- Directed by: Atul Kale
- Written by: Ambar Hadap Ganesh Pandit
- Produced by: Swapna Patker
- Starring: Umesh Kamat Neha Pendse Prasad Oak
- Cinematography: Ajit Reddy
- Edited by: Apurva Motiwale
- Music by: Ajit-Sameer
- Distributed by: The Royal Maratha Entertainment
- Release date: 23 January 2015;
- Running time: 150 minutes
- Country: India
- Language: Marathi

= Balkadu =

Balkadu is a 2015 Indian Marathi language political action film. The film stars Umesh Kamat, Neha Pendse and Prasad Oak in lead roles and stars Supriya Pathare, Tiku Talsania, Pushkar Shrotri, Anand Ingale in supporting roles. Balkadu was directed by Atul Kale and produced by Swapna Patker. Balkadu is loosely expected to be based on the ideologies of Indian politician Bal Thackeray, the film contains voice clippings of Thackeray's political career.

== Cast ==
- Umesh Kamat as Balkrishna Patil
- Neha Pendse as Sai
- Prasad Oak
- Supriya Pathare as Balkrishna's mother
- Pushkar Shrotri as Nandu Patil, Balkrishna's father (Special appearance)
- Mahesh Shetty as Jehangir Singh
- Anand Ingale
- Tiku Talsania as Principal
- Bhalchandra Kadam as Peon
- Atul Kale as Local Political Leader who is slapped by Nandu Patil (Guest role)

== Production ==

=== Casting ===
Tiku Talsania, who has acted previously in Bollywood movies like Andaz Apna Apna and Ishq was signed on for the film as his debut in the Marathi cinema. Tiku portrays the role of a school principal in the film.

== Music ==
Soundtrack for Balkadu was composed by the duo Ajit-Samir who have worked on Kaksparsh previously and have contributed to movies like Me Shivajiraje Bhosale Boltoy as the trio Ajit-Atul-Sameer.

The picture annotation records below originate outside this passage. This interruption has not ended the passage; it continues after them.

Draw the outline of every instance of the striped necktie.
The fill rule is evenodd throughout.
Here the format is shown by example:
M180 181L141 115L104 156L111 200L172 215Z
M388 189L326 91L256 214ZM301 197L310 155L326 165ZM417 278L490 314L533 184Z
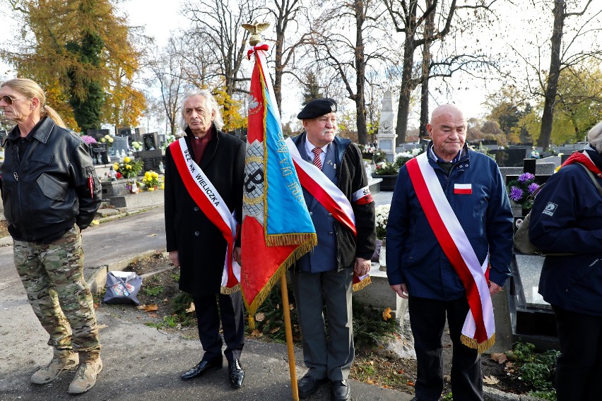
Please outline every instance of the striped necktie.
M314 165L322 169L322 161L320 160L320 153L322 152L322 150L319 148L314 148L312 152L314 152Z

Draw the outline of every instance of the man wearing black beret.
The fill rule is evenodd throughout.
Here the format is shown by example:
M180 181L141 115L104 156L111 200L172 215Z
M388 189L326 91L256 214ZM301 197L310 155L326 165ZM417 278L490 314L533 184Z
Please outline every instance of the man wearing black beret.
M354 356L353 275L362 277L370 271L376 234L374 203L362 154L350 140L336 136L336 106L332 99L316 99L297 116L305 131L293 143L303 160L317 168L309 166L310 184L327 194L312 195L306 188L312 186L302 180L318 245L297 261L291 277L309 368L299 381L299 396L309 397L330 381L331 400L347 401L351 399L347 378ZM334 210L331 199L346 205L342 209L348 212ZM346 217L355 225L346 224Z

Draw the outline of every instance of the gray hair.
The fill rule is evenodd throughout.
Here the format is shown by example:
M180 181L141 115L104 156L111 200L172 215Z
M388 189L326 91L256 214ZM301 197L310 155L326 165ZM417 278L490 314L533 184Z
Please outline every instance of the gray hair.
M587 139L591 147L602 153L602 121L600 121L587 133Z
M207 102L207 107L209 107L210 112L215 110L216 115L213 116L213 124L216 125L216 128L221 130L222 127L224 126L224 120L222 119L222 114L220 112L220 105L218 104L218 101L216 100L215 97L211 95L211 92L206 89L201 89L199 90L189 92L184 95L184 99L182 100L182 104L180 106L180 109L182 109L182 116L180 116L179 125L182 127L182 131L185 131L186 128L188 128L188 123L186 122L186 119L184 118L184 114L186 113L186 110L184 109L184 104L186 103L187 100L193 96L201 96L203 97Z
M59 113L57 113L54 109L46 104L46 93L44 92L44 90L42 89L42 87L35 81L26 78L16 78L9 79L8 80L4 81L0 84L0 88L4 86L8 86L13 90L20 93L29 100L37 97L37 100L40 100L40 116L49 116L54 121L54 123L57 126L63 128L67 127L66 124L65 124L63 121L63 119L61 119L61 116L59 115Z

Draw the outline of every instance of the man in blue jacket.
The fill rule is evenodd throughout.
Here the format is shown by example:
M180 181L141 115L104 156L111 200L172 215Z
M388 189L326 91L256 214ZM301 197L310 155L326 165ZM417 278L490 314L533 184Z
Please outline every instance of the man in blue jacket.
M495 162L466 145L466 123L457 107L437 107L427 130L427 151L400 169L393 193L387 276L391 289L409 299L415 399L441 395L447 316L454 397L482 400L479 352L495 339L490 294L510 273L512 210Z

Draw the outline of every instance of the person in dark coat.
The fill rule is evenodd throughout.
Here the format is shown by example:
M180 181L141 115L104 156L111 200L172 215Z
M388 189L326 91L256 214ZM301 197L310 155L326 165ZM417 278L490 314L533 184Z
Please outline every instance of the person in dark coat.
M293 140L302 157L319 169L318 179L331 181L338 188L338 195L348 200L355 216L357 238L341 224L336 213L329 213L304 188L318 245L297 261L291 281L301 328L303 359L309 368L299 381L299 397L309 397L320 385L330 382L331 400L347 401L351 399L347 378L354 357L353 274L361 277L370 271L376 232L374 203L362 155L350 140L336 136L336 102L332 99L316 99L307 103L297 115L303 121L305 131ZM334 192L329 194L335 196Z
M219 131L223 126L219 106L206 90L187 95L182 102L182 128L189 155L240 223L242 209L244 143ZM201 361L182 376L191 380L222 367L222 337L232 387L242 385L244 372L240 354L244 345L242 297L240 292L220 293L227 241L208 213L212 206L199 204L191 195L190 176L179 170L172 146L165 152L165 234L167 250L174 265L180 267L179 289L190 294L199 321L199 337L204 350ZM181 157L181 156L180 156ZM183 157L182 157L183 158ZM188 186L182 177L188 179ZM203 186L206 183L203 184ZM222 205L223 206L223 205ZM240 261L240 239L233 257ZM219 308L219 312L218 312Z
M391 288L408 299L418 363L415 399L441 396L447 319L454 347L454 399L483 401L479 347L490 346L495 338L489 325L492 307L483 306L490 305L490 295L510 275L512 209L495 162L466 145L466 122L459 109L435 108L427 131L432 140L426 152L402 166L395 184L386 225L386 275ZM430 184L426 189L420 178ZM432 195L425 199L423 194ZM471 304L469 298L480 301ZM464 330L469 311L482 316L488 341L479 343L468 335L469 327Z
M560 356L558 401L600 399L602 375L602 195L582 166L602 186L602 122L542 187L531 211L529 239L549 256L539 293L556 317Z

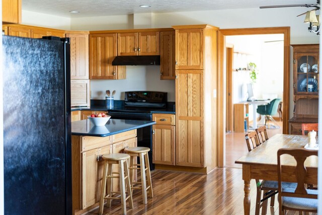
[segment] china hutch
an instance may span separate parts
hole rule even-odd
[[[319,45],[291,45],[293,50],[293,116],[290,133],[301,134],[303,123],[317,123],[318,111]]]

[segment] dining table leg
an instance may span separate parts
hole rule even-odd
[[[251,166],[243,165],[243,179],[244,181],[244,214],[249,215],[251,211]]]

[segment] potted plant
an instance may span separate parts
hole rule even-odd
[[[250,72],[250,78],[251,78],[252,84],[256,83],[256,79],[257,79],[257,75],[258,75],[258,73],[256,73],[256,67],[257,65],[255,63],[251,62],[248,64],[248,68],[251,70]]]

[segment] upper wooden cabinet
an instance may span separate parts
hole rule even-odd
[[[176,30],[176,165],[217,166],[217,33],[207,25]],[[204,56],[207,53],[207,60]]]
[[[159,32],[117,34],[117,55],[157,55],[160,54]]]
[[[88,34],[66,34],[70,39],[70,79],[89,79]]]
[[[176,30],[176,69],[202,69],[204,67],[204,30]]]
[[[2,21],[16,24],[21,22],[21,0],[2,1]]]
[[[176,34],[174,31],[160,32],[160,76],[161,80],[175,79]]]
[[[17,26],[8,27],[8,35],[20,37],[31,37],[31,30]]]
[[[116,33],[90,35],[90,79],[125,79],[125,66],[113,66],[117,55]]]

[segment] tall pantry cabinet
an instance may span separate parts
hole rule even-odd
[[[176,165],[217,165],[217,33],[208,25],[176,31]]]

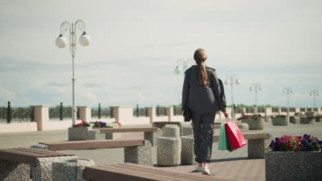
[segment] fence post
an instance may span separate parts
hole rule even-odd
[[[11,107],[10,101],[8,101],[8,110],[7,110],[7,123],[11,122]]]
[[[59,112],[59,117],[61,121],[63,120],[63,102],[61,102],[61,109],[60,109],[60,112]]]
[[[98,119],[100,119],[100,103],[98,103]]]
[[[138,117],[138,104],[136,104],[136,117]]]

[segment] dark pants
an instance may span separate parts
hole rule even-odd
[[[191,114],[195,137],[195,161],[199,163],[209,162],[211,160],[213,122],[215,114],[200,115],[193,112]]]

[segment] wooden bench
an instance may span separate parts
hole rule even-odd
[[[160,122],[153,122],[153,126],[159,128],[160,129],[162,129],[166,125],[179,125],[180,123],[180,121],[160,121]]]
[[[96,128],[100,133],[105,134],[105,139],[121,138],[121,132],[144,132],[144,139],[150,141],[152,146],[156,145],[156,139],[161,136],[161,130],[156,127],[134,128]]]
[[[52,178],[52,162],[77,158],[74,154],[34,148],[0,149],[0,180],[33,180]]]
[[[107,180],[107,178],[109,180],[122,181],[232,180],[215,176],[204,176],[200,173],[191,174],[180,171],[174,172],[131,163],[86,167],[83,171],[83,178],[92,181]]]
[[[152,145],[143,139],[87,140],[59,142],[43,142],[49,150],[72,150],[82,149],[124,147],[125,162],[152,165]]]

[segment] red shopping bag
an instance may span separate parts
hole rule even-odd
[[[238,149],[247,144],[243,134],[234,121],[226,122],[225,125],[232,149]]]

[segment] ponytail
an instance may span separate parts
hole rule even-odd
[[[205,86],[209,84],[208,79],[207,71],[206,71],[206,66],[204,64],[204,60],[207,59],[206,55],[206,51],[202,49],[198,49],[195,51],[193,56],[197,64],[198,65],[198,73],[197,73],[197,81],[198,84],[202,86]]]

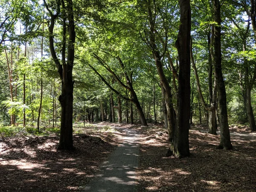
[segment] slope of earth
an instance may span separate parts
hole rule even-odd
[[[0,192],[82,190],[122,137],[104,125],[79,128],[72,151],[56,150],[57,134],[0,137]]]
[[[255,133],[245,128],[244,133],[239,129],[239,134],[231,134],[234,150],[226,151],[216,149],[219,136],[202,129],[189,131],[190,157],[179,159],[166,157],[169,145],[163,126],[140,128],[138,191],[255,192]]]

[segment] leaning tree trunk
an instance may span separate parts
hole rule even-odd
[[[218,87],[219,99],[220,118],[221,122],[221,142],[218,148],[232,149],[229,129],[227,98],[225,83],[222,76],[221,69],[221,7],[219,0],[213,0],[214,21],[214,59],[215,76]]]
[[[189,0],[180,0],[181,24],[176,42],[179,61],[176,124],[173,142],[174,154],[181,158],[189,156],[189,131],[190,108],[190,40],[191,12]]]

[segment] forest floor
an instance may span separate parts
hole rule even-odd
[[[168,135],[162,125],[93,124],[76,128],[72,151],[56,149],[58,133],[0,137],[0,192],[82,191],[113,150],[123,133],[115,126],[141,134],[138,192],[255,192],[256,134],[230,126],[234,149],[216,149],[219,136],[196,125],[189,131],[190,157],[166,157]]]

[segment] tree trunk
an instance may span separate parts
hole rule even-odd
[[[52,127],[54,127],[54,100],[55,99],[55,80],[53,80],[53,98],[52,98]]]
[[[129,111],[128,110],[128,101],[125,100],[125,122],[129,123]]]
[[[192,125],[193,122],[192,121],[193,118],[193,100],[194,100],[194,83],[192,84],[192,93],[191,93],[191,105],[190,105],[190,124]]]
[[[163,93],[162,93],[163,94]],[[166,109],[166,105],[165,103],[165,99],[163,98],[162,106],[163,106],[163,119],[164,120],[164,127],[167,128],[168,127],[168,121],[167,120],[167,110]]]
[[[175,44],[179,61],[176,124],[173,142],[174,154],[181,158],[189,156],[189,131],[190,111],[190,40],[191,12],[189,0],[179,2],[181,24]]]
[[[156,83],[153,83],[153,109],[154,111],[154,124],[157,124],[157,113],[156,113]]]
[[[110,93],[111,95],[111,93]],[[109,98],[109,122],[113,122],[113,116],[112,116],[112,105],[111,105],[111,96]]]
[[[149,3],[150,3],[150,1]],[[172,103],[172,94],[171,88],[169,84],[169,82],[163,71],[163,63],[161,62],[161,58],[163,56],[160,55],[159,49],[158,48],[156,42],[156,33],[155,32],[157,30],[155,28],[155,20],[154,17],[154,14],[152,12],[151,5],[150,3],[147,3],[145,4],[145,6],[147,8],[148,20],[150,30],[150,42],[149,43],[151,44],[150,47],[155,60],[157,73],[159,76],[160,86],[162,93],[165,99],[167,113],[168,136],[169,140],[172,142],[173,140],[175,123],[174,110]],[[155,6],[155,5],[154,5],[154,6]],[[154,13],[156,14],[156,13]]]
[[[41,78],[40,79],[41,87],[41,93],[40,95],[40,104],[39,105],[39,108],[38,109],[38,116],[37,119],[37,129],[38,131],[40,130],[39,128],[39,120],[40,119],[40,114],[41,114],[41,110],[42,109],[42,102],[43,101],[43,75],[41,73]]]
[[[94,122],[94,113],[93,113],[93,109],[92,109],[92,111],[91,112],[91,120],[92,120],[92,122]]]
[[[117,97],[118,103],[118,123],[122,123],[122,104],[120,97]]]
[[[246,50],[246,41],[245,39],[244,40],[243,46],[243,51]],[[252,86],[250,85],[250,81],[249,79],[249,67],[248,63],[246,58],[244,58],[244,83],[245,84],[245,94],[246,94],[246,110],[247,111],[247,116],[250,125],[250,130],[252,131],[256,131],[256,124],[255,124],[255,120],[253,115],[253,111],[252,107],[251,104],[251,87]]]
[[[221,122],[221,142],[218,148],[232,149],[227,110],[227,99],[225,83],[221,69],[221,6],[219,0],[213,0],[214,21],[214,62],[215,78],[218,87]]]
[[[26,105],[26,75],[23,75],[23,105]],[[23,108],[23,127],[26,126],[26,108]]]
[[[100,114],[101,115],[101,121],[105,121],[105,116],[104,115],[104,108],[103,108],[103,103],[102,100],[100,100]]]
[[[132,102],[130,102],[130,123],[134,124],[133,109],[132,107]]]
[[[91,113],[90,110],[87,110],[87,116],[88,117],[88,121],[89,122],[90,122],[90,121],[91,121]]]
[[[99,110],[98,108],[96,108],[96,110],[95,111],[95,115],[96,115],[96,122],[99,121]]]
[[[116,122],[116,117],[115,116],[115,109],[114,108],[114,99],[113,99],[113,93],[111,93],[110,94],[110,100],[111,102],[111,108],[112,111],[112,122]]]
[[[58,8],[56,12],[53,13],[49,9],[45,0],[44,5],[50,16],[50,24],[49,26],[49,49],[52,57],[58,69],[58,72],[61,80],[61,94],[58,100],[61,107],[61,134],[58,149],[73,149],[73,81],[72,71],[75,55],[74,44],[76,40],[75,23],[73,13],[73,6],[72,0],[67,0],[67,7],[64,0],[57,4]],[[55,19],[59,16],[61,11],[62,20],[62,41],[61,62],[57,56],[55,51],[53,39],[53,29]],[[66,26],[66,20],[68,20],[68,26]],[[68,41],[67,40],[67,29],[69,34]],[[66,49],[66,46],[67,49]],[[66,51],[67,50],[67,61]]]

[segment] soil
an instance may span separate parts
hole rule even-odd
[[[179,159],[166,156],[169,144],[162,125],[102,125],[141,133],[138,192],[255,191],[256,135],[247,127],[231,128],[234,149],[227,151],[216,149],[219,136],[206,133],[205,125],[192,126],[191,155]],[[81,129],[72,151],[56,150],[58,134],[0,137],[0,192],[82,191],[123,134]]]
[[[73,136],[73,151],[57,150],[56,134],[0,139],[0,192],[82,190],[122,137],[84,129]]]
[[[216,149],[219,135],[206,133],[205,125],[192,126],[190,156],[179,159],[166,157],[169,145],[162,126],[141,128],[138,191],[255,192],[256,135],[248,130],[232,127],[234,149],[227,151]]]

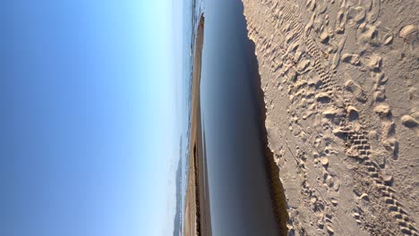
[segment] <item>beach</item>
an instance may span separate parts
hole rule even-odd
[[[189,173],[185,203],[184,235],[211,235],[210,200],[201,117],[201,68],[204,17],[201,17],[195,41],[191,105]]]
[[[287,234],[419,235],[419,3],[243,2]]]

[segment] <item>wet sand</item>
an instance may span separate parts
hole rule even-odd
[[[243,2],[288,235],[419,235],[419,3]]]
[[[184,235],[211,235],[210,199],[202,147],[200,85],[204,36],[204,17],[201,17],[195,42],[191,105],[189,176],[186,192]]]

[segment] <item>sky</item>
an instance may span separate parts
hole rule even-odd
[[[0,235],[171,233],[172,16],[172,0],[2,3]]]

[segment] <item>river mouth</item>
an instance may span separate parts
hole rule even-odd
[[[205,4],[201,112],[214,235],[286,235],[254,44],[240,1]]]

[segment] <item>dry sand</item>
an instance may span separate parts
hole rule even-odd
[[[204,18],[201,17],[195,42],[191,105],[191,132],[188,187],[186,192],[184,235],[211,235],[210,200],[206,165],[202,150],[201,122],[201,63],[204,33]]]
[[[244,4],[288,235],[418,235],[419,2]]]

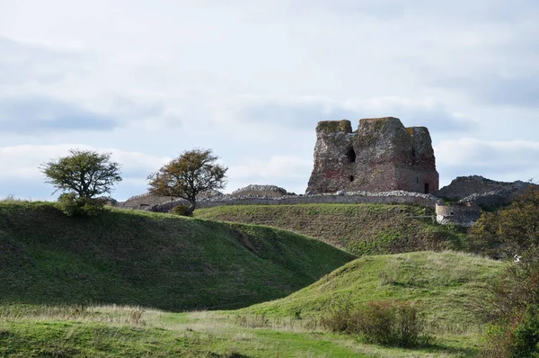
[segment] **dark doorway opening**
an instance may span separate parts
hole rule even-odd
[[[350,147],[348,152],[346,152],[346,157],[348,158],[349,162],[356,163],[356,152],[354,151],[353,148]]]

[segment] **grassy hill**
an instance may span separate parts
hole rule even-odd
[[[287,298],[234,311],[0,304],[0,356],[473,357],[482,327],[469,304],[502,267],[454,253],[362,257]],[[344,300],[391,299],[424,304],[430,344],[366,345],[320,325]]]
[[[414,205],[237,205],[199,209],[197,218],[268,225],[307,235],[352,254],[468,250],[465,228],[442,226]]]
[[[482,288],[503,267],[499,261],[448,252],[365,256],[287,298],[242,311],[308,317],[345,301],[402,300],[421,302],[431,323],[465,330],[477,324],[473,309],[484,297]]]
[[[0,302],[231,309],[284,297],[353,258],[279,229],[0,202]]]

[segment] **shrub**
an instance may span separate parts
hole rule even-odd
[[[176,205],[175,207],[171,209],[169,212],[171,214],[180,216],[193,216],[192,211],[190,211],[190,209],[183,204]]]
[[[345,302],[324,316],[322,325],[377,345],[414,346],[429,341],[419,306],[406,301],[370,301],[358,307]]]
[[[490,291],[485,357],[539,357],[539,249],[512,263]]]
[[[103,209],[104,201],[96,198],[77,197],[67,192],[58,197],[57,207],[67,216],[96,216]]]

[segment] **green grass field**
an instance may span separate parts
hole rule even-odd
[[[229,311],[3,304],[0,356],[473,357],[482,327],[466,302],[501,267],[454,253],[365,257],[285,299]],[[434,339],[384,347],[324,330],[321,317],[343,298],[423,302]]]
[[[357,255],[422,250],[467,251],[466,229],[432,222],[414,205],[231,205],[199,209],[196,218],[268,225],[316,237]]]
[[[408,228],[410,235],[436,232],[442,237],[437,248],[465,243],[463,232],[423,219],[399,226],[415,220],[411,216],[425,210],[419,207],[282,208],[299,221],[313,216],[312,223],[320,221],[316,228],[328,233],[342,222],[351,222],[349,232],[361,223],[374,230],[376,222],[396,214],[402,216],[395,219],[397,237]],[[266,210],[276,215],[267,207],[249,210],[253,217]],[[368,212],[374,219],[365,219]],[[396,247],[395,240],[387,243],[372,252]],[[429,251],[354,258],[320,240],[264,226],[122,210],[75,219],[52,203],[5,201],[0,202],[0,356],[478,356],[482,327],[474,309],[502,264]],[[413,349],[366,345],[322,325],[343,302],[384,300],[420,304],[430,343]]]
[[[234,309],[284,297],[354,257],[249,225],[52,203],[0,202],[0,301]]]

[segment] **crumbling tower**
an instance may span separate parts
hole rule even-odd
[[[438,173],[429,130],[404,128],[398,118],[324,121],[316,127],[314,167],[307,191],[403,190],[434,193]]]

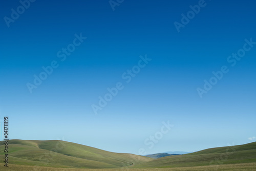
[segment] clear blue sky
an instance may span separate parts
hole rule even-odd
[[[256,41],[254,1],[205,0],[179,32],[174,23],[198,1],[125,0],[114,11],[107,0],[36,1],[9,27],[4,17],[20,3],[1,3],[0,119],[9,117],[10,139],[151,154],[256,136],[256,45],[234,66],[227,61],[245,39]],[[65,55],[80,33],[87,38]],[[152,60],[127,83],[122,74],[145,54]],[[30,93],[28,82],[53,61],[58,67]],[[223,66],[229,72],[200,98],[197,89]],[[92,104],[119,82],[123,88],[95,115]],[[168,120],[174,126],[150,148],[145,140]]]

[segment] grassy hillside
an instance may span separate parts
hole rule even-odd
[[[31,166],[19,165],[10,164],[8,168],[4,168],[3,170],[10,171],[254,171],[256,170],[256,163],[222,164],[218,169],[210,166],[176,167],[176,168],[129,168],[123,169],[122,168],[103,168],[103,169],[80,169],[80,168],[53,168],[49,167],[33,167]]]
[[[164,157],[137,165],[137,168],[164,168],[210,166],[256,161],[256,142],[244,145],[204,149],[182,155]]]
[[[153,155],[146,155],[145,156],[152,158],[152,159],[158,159],[160,157],[169,156],[172,156],[172,155],[168,153],[157,153]]]
[[[0,158],[4,157],[0,141]],[[10,164],[56,167],[115,168],[139,164],[153,159],[131,154],[112,153],[90,146],[58,140],[9,141]]]

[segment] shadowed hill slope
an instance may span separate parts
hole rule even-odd
[[[3,157],[4,141],[0,141]],[[153,159],[131,154],[109,152],[86,145],[59,140],[9,141],[11,164],[58,167],[115,168],[127,163],[141,164]]]
[[[256,142],[244,145],[209,148],[178,156],[161,157],[137,165],[138,168],[190,167],[251,163],[256,161]]]

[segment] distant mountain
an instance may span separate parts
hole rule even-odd
[[[255,154],[256,142],[254,142],[244,145],[208,148],[182,155],[172,155],[161,157],[137,165],[135,167],[167,168],[207,166],[210,167],[209,167],[210,168],[209,170],[216,170],[220,166],[219,165],[222,164],[228,165],[228,164],[243,163],[245,164],[244,166],[245,166],[245,164],[250,163],[252,165],[252,167],[251,167],[252,170],[255,170]],[[241,168],[243,168],[244,166],[242,166]],[[224,170],[224,169],[220,169],[219,170]],[[232,167],[228,170],[239,170],[240,169]],[[241,169],[241,170],[249,170],[250,169]]]
[[[165,156],[173,156],[173,155],[180,155],[178,154],[170,154],[168,153],[157,153],[157,154],[154,154],[153,155],[148,155],[145,156],[146,157],[150,157],[153,159],[158,159],[160,157],[165,157]]]
[[[169,154],[178,154],[178,155],[184,155],[185,154],[191,153],[192,152],[180,152],[180,151],[176,151],[176,152],[163,152],[161,153],[168,153]]]

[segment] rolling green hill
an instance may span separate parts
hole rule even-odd
[[[4,141],[0,141],[0,158],[4,157]],[[3,145],[2,145],[3,144]],[[109,152],[59,140],[9,141],[10,164],[71,168],[116,168],[141,164],[153,160],[131,154]]]
[[[152,158],[152,159],[158,159],[160,157],[169,156],[172,156],[172,155],[168,153],[157,153],[152,155],[146,155],[145,156]]]
[[[163,168],[256,162],[256,142],[244,145],[209,148],[187,154],[160,158],[136,165],[137,168]]]

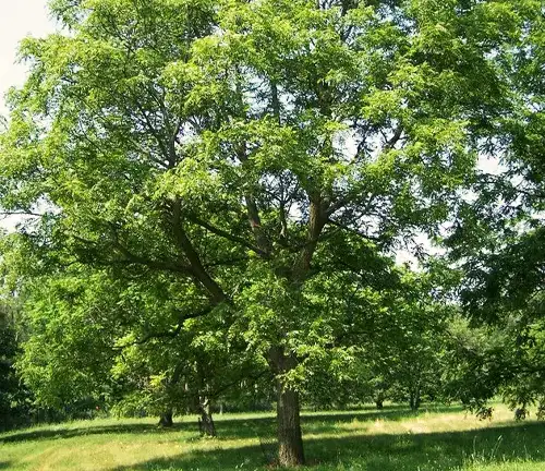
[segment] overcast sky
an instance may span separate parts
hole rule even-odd
[[[47,0],[0,0],[0,114],[5,113],[4,94],[25,78],[25,67],[16,64],[17,45],[25,36],[40,37],[55,29]]]

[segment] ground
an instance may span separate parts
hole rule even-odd
[[[308,469],[365,471],[545,470],[545,423],[514,422],[495,406],[492,421],[459,407],[417,413],[398,406],[383,411],[308,412],[303,433]],[[218,438],[198,437],[195,418],[171,431],[155,419],[105,419],[0,434],[0,470],[207,471],[270,470],[275,455],[271,414],[217,416]]]

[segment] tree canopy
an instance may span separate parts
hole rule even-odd
[[[542,86],[542,11],[52,1],[64,29],[23,41],[1,137],[0,204],[29,216],[10,282],[100,342],[243,342],[277,378],[280,463],[302,463],[301,369],[350,360],[339,331],[388,311],[396,250],[469,212],[480,156],[540,140],[518,83]]]

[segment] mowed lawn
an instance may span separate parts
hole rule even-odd
[[[366,471],[545,470],[545,424],[514,422],[496,406],[492,421],[460,408],[412,413],[390,406],[305,413],[307,469]],[[199,438],[195,418],[173,430],[155,419],[95,420],[0,434],[0,470],[270,470],[272,414],[216,416],[218,438]]]

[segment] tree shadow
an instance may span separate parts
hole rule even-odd
[[[434,409],[435,410],[435,409]],[[445,408],[448,411],[456,411],[455,408]],[[440,411],[440,410],[439,410]],[[407,408],[399,406],[389,406],[384,410],[362,409],[350,412],[307,412],[302,416],[303,425],[312,428],[315,433],[325,433],[335,430],[335,424],[339,422],[374,421],[376,419],[398,421],[408,416],[417,415]],[[264,438],[268,439],[276,435],[276,420],[271,416],[265,418],[222,418],[216,416],[216,426],[220,440],[243,439],[243,438]],[[175,422],[171,428],[161,428],[150,423],[135,424],[112,424],[112,425],[93,425],[86,423],[75,428],[36,428],[21,432],[12,432],[0,436],[2,443],[17,443],[28,440],[44,439],[66,439],[84,435],[104,435],[104,434],[164,434],[172,432],[194,432],[198,436],[198,424],[196,420],[186,416],[183,422]]]
[[[171,428],[161,428],[154,424],[114,424],[114,425],[87,425],[76,428],[58,430],[29,430],[24,432],[11,433],[7,436],[0,436],[0,444],[44,440],[44,439],[66,439],[84,435],[108,435],[108,434],[165,434],[180,431],[198,430],[196,422],[178,423]],[[0,468],[1,469],[1,468]]]
[[[471,462],[543,462],[545,425],[506,424],[465,432],[429,434],[351,435],[305,439],[307,469],[315,471],[365,469],[367,471],[455,470]],[[270,461],[259,446],[192,450],[110,471],[267,469]],[[344,469],[344,468],[342,468]]]

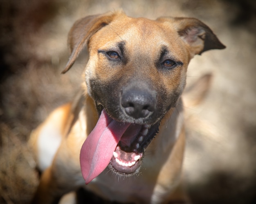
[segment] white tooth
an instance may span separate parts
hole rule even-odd
[[[117,158],[116,158],[116,162],[117,162],[117,164],[120,165],[120,161]]]
[[[118,154],[117,154],[117,153],[115,151],[113,152],[113,156],[115,158],[117,158],[118,157]]]
[[[134,157],[134,160],[137,162],[138,160],[139,160],[139,158],[140,158],[140,156],[139,155],[137,155],[137,156],[135,156]]]
[[[145,129],[142,132],[142,134],[145,136],[146,135],[148,132],[148,129]]]

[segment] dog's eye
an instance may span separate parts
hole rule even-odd
[[[112,59],[118,59],[120,57],[119,55],[114,51],[110,51],[108,52],[107,54]]]
[[[172,67],[176,63],[171,59],[166,59],[163,62],[163,65],[167,67]]]

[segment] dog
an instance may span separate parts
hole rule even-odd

| No. | Title | Artist(s) | Length |
|---|---|---|---|
| 1. | "Powada" | Dev Sen |  |
| 2. | "Hindu Hriday" | Ajit Parab |  |

== Release ==
Balkadu released on the birth anniversary of late Balasaheb Thackeray on 23 January 2015.

=== Critical reception ===
Upon release, Balkadu opened to negative reviews from critics. Pune Mirror gave the film 2 stars out of five, stating "I am sure his [Balasaheb's] life and ideology can be well expressed in a film. Sadly, Balkadu is not that film. At best, Balkadu is a case of wishful thinking. At worst, it's a propaganda the Sena does not need at the moment."